Porque de tal manera amó Dios al mundo,
que ha dado a su Hijo unigénito,
para que todo aquel que en Él cree, no se pierda,
mas tenga vida eterna. Juan 3:16.

sábado, 26 de diciembre de 2015

Volverá

Siempre que me despido de alguien al cual no voy a ver por mucho tiempo dejo mi vista en él o ella hasta que los veo desaparecer. Es como si quisiera conservar una imagen nítida de ellos en mi recuerdo, y los persigo con mis ojos hasta que algo se interpone entre los dos y se produce la verdadera despedida… cuando ya no los veo más. Algo así les sucedió a los discípulos de Jesús…

Y estando ellos con los ojos puestos en el cielo, entre tanto que él se iba, he aquí se pusieron junto a ellos dos varones con vestiduras blancas, los cuales también les dijeron: Varones galileos, ¿por qué estáis mirando al cielo? Este mismo Jesús, que ha sido tomado de vosotros al cielo, así vendrá como le habéis visto ir al cielo. (Hechos 1:10-11)

No existen las despedidas alegres, a no ser que te despidas por fin del pago de la hipoteca o cosas por el estilo. Despedirse de los seres amados es costoso, sobre todo si no los vamos a ver durante mucho tiempo. El dolor se multiplica si sabemos que ya no los veremos más. Los discípulos de Jesús lo miraban desconsolados mientras que su Maestro se iba al Cielo. El que los había enseñado y cuidado amorosamente ya no estaría con ellos como de costumbre.

De pronto dos personas se interpusieron en su campo visual interrumpiendo la visión del ascenso de Jesús a los cielos. Estos personajes no los dejaron reaccionar y les dejaron un mensaje de esperanza en medio de la situación dolorosa que estaban experimentando cada uno de los allí presentes. ¡VOLVERÁ! Jesús volverá igual que le habían visto irse.

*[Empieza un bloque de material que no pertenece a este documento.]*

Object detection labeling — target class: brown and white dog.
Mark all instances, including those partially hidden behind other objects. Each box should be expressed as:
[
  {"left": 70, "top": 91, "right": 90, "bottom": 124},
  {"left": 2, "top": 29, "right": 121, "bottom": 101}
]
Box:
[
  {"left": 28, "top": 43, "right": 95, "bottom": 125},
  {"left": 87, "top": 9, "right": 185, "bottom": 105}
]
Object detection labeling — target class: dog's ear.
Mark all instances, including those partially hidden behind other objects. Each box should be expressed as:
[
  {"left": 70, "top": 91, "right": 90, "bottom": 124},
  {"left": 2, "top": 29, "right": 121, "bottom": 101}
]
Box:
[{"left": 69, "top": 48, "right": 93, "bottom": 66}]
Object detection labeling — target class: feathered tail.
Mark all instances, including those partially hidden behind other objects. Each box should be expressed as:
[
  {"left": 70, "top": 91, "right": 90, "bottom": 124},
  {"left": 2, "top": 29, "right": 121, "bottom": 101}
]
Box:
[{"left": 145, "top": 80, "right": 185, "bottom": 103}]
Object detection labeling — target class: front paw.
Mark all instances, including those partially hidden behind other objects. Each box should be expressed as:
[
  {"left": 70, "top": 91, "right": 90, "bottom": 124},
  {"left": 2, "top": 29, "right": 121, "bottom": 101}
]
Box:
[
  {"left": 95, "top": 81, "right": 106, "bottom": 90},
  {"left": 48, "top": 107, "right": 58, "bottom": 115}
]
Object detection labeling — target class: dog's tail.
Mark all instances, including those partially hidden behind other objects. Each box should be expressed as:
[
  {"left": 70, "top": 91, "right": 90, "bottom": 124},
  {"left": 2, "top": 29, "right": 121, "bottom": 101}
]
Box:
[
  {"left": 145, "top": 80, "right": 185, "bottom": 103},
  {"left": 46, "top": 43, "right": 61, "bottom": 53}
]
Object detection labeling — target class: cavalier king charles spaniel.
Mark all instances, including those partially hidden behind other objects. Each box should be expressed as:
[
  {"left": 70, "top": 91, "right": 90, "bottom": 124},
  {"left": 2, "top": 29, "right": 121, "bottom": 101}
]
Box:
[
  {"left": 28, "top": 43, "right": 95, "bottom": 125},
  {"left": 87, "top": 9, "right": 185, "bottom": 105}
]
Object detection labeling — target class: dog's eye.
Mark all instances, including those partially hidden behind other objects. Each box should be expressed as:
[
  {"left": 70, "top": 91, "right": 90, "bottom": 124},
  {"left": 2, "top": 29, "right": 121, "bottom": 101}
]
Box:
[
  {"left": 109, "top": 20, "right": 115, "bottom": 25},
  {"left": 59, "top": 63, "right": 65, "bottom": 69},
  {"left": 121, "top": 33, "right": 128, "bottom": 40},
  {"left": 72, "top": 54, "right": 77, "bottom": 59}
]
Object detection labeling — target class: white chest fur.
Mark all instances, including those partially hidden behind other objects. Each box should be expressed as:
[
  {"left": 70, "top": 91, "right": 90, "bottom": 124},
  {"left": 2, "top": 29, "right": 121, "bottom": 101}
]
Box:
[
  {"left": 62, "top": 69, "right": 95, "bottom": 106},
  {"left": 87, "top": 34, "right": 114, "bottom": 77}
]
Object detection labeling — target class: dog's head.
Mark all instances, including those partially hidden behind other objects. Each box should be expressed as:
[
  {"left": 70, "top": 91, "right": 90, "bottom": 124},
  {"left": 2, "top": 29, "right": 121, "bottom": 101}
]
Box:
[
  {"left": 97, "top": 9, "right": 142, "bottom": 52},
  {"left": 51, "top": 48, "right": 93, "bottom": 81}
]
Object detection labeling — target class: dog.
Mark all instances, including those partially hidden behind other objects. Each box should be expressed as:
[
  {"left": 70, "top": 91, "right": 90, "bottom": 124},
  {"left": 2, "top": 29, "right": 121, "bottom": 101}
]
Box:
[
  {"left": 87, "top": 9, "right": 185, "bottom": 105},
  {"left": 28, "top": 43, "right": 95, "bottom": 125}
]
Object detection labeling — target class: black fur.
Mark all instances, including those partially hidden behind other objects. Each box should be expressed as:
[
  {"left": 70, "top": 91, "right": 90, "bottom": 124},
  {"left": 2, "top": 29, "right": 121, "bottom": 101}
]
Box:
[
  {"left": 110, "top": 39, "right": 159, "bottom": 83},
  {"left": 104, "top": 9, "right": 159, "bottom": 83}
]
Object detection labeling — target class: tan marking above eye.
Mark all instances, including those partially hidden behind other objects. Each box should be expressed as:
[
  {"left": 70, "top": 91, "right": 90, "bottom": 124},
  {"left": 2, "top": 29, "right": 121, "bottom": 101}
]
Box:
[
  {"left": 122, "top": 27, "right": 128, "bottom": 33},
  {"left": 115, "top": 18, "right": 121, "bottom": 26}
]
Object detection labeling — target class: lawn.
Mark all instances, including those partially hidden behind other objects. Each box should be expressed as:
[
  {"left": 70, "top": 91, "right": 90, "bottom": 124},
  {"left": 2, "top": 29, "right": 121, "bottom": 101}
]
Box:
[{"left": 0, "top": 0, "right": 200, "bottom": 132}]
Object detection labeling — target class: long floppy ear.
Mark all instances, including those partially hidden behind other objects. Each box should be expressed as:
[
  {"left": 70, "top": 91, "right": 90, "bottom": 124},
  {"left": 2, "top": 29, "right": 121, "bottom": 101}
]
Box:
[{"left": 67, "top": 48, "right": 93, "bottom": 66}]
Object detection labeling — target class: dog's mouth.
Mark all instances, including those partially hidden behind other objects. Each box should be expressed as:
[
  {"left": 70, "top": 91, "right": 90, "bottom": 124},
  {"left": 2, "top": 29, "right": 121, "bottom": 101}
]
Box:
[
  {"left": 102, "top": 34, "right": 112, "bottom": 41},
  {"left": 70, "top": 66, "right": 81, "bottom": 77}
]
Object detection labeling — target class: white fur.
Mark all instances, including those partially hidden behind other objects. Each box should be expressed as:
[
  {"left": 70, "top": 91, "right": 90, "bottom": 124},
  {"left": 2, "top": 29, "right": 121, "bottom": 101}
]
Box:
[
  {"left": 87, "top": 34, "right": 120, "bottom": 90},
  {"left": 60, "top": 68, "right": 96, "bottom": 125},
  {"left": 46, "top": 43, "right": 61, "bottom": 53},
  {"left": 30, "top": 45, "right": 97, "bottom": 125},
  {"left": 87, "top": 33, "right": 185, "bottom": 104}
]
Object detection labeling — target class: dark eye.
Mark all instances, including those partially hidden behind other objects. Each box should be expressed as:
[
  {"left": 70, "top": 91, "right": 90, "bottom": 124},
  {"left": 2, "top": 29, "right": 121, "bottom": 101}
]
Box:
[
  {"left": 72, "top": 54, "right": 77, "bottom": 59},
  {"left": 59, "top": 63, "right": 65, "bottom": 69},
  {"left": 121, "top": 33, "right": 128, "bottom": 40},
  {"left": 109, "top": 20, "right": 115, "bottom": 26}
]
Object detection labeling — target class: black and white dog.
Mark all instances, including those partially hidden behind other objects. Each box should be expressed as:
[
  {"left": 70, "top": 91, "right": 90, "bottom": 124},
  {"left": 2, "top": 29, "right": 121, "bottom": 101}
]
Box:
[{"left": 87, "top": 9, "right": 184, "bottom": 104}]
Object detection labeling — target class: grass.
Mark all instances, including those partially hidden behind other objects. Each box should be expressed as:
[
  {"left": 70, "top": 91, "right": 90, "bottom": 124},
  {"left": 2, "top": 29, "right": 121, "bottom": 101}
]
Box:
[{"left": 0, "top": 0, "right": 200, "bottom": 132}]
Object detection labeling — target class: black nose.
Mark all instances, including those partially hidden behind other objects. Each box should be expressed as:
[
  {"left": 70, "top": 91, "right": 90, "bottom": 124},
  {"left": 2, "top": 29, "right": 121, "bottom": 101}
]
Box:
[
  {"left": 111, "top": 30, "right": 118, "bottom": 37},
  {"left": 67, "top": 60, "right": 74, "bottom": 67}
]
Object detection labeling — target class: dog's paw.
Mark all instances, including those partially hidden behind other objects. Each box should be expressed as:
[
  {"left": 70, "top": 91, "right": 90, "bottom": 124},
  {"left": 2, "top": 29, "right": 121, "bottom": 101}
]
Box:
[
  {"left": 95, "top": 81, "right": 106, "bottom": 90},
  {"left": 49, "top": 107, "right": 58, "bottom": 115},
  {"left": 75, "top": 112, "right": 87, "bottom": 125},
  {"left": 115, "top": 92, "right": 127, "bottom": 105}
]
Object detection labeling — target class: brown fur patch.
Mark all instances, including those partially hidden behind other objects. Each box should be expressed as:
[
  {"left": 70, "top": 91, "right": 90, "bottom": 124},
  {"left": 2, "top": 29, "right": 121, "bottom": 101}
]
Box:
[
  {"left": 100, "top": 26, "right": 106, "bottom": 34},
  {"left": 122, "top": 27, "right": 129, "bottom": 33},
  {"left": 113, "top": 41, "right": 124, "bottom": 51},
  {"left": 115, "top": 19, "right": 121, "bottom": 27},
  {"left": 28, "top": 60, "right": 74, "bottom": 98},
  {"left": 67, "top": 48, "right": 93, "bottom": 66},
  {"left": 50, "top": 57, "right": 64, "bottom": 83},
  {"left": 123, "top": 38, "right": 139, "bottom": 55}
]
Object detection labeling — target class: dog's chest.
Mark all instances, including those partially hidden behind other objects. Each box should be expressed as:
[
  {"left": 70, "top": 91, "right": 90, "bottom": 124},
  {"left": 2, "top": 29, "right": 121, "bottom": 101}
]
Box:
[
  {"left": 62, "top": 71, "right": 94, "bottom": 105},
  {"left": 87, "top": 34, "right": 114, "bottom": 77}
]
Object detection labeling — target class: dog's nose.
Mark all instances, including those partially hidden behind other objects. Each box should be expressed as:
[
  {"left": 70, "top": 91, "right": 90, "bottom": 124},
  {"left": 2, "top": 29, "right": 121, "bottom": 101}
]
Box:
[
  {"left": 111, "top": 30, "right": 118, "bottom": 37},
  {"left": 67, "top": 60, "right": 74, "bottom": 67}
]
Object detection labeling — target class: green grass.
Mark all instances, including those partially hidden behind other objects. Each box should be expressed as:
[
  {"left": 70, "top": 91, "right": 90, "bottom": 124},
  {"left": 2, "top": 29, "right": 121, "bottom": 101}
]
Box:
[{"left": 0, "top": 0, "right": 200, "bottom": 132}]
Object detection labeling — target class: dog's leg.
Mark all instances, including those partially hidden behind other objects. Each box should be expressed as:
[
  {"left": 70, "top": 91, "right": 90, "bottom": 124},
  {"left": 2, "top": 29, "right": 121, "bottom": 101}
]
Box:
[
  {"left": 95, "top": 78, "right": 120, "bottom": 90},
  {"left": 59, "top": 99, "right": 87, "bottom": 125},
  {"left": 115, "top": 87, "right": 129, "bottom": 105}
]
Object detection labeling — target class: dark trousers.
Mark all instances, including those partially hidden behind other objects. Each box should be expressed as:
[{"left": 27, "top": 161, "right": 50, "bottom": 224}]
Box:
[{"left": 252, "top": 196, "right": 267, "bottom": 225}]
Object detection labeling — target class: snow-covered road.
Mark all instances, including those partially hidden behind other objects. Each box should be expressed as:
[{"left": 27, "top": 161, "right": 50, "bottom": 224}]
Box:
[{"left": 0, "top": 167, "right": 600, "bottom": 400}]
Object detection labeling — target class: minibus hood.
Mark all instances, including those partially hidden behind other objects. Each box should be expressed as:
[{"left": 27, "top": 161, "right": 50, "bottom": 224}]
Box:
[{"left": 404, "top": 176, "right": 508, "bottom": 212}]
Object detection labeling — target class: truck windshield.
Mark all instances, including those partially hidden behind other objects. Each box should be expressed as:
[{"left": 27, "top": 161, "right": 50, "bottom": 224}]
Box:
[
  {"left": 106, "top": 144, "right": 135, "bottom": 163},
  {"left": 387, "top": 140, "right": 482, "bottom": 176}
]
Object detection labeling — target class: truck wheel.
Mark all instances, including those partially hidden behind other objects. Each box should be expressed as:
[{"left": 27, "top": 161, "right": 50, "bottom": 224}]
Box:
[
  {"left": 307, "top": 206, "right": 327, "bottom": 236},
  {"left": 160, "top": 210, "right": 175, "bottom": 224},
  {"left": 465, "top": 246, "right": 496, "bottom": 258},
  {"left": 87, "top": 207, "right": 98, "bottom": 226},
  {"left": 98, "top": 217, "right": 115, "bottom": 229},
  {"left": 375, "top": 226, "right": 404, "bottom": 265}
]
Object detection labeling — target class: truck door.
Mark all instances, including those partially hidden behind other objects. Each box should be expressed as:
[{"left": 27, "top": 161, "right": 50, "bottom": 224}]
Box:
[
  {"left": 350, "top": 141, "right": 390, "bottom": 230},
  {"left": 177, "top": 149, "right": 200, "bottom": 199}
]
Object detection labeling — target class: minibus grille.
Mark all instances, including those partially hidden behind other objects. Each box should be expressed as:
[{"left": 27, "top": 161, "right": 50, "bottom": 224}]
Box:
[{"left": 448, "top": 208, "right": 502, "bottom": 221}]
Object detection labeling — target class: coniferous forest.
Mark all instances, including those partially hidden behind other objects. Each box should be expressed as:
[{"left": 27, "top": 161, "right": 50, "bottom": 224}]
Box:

Acabamos cada año recordando el nacimiento de Jesús. Su nacimiento humano fue la primera vez que nos visitó, y lo hizo como un siervo que sufriría por nuestros pecados. Embestimos contra Él como malas bestias y creímos que lo habíamos derrotado al destinarlo a morir en una cruz. Todo fue Su plan bien trazado para demostrarnos Su amor al más alto precio.

Jesús volverá como le vieron irse. Esta segunda visita será como Rey y hará justicia como nunca antes en la historia de la humanidad. Los acontecimientos hacen pensar que está cerca Su regreso. Querido lector, ¿estás preparado para ese evento extraordinario que cambiará la faz de la tierra? Tan solo debes arrepentirte de tus pecados y creer en Cristo porque hay esperanza: Volverá, Jesús volverá como león por aquellos que lo aman y les hará justicia.

Pon tu vista en el cielo.


¡QUE DIOS TE BENDIGA!

sábado, 19 de diciembre de 2015

4. Navidad 2015: Jesús

Y ahora, concebirás en tu vientre, y darás a luz un hijo, y llamarás su nombre JESÚS. Este será grande, y será llamado Hijo del Altísimo; y el Señor Dios le dará el trono de David su padre; y reinará sobre la casa de Jacob para siempre, y su reino no tendrá fin. (Lucas 1:31-33)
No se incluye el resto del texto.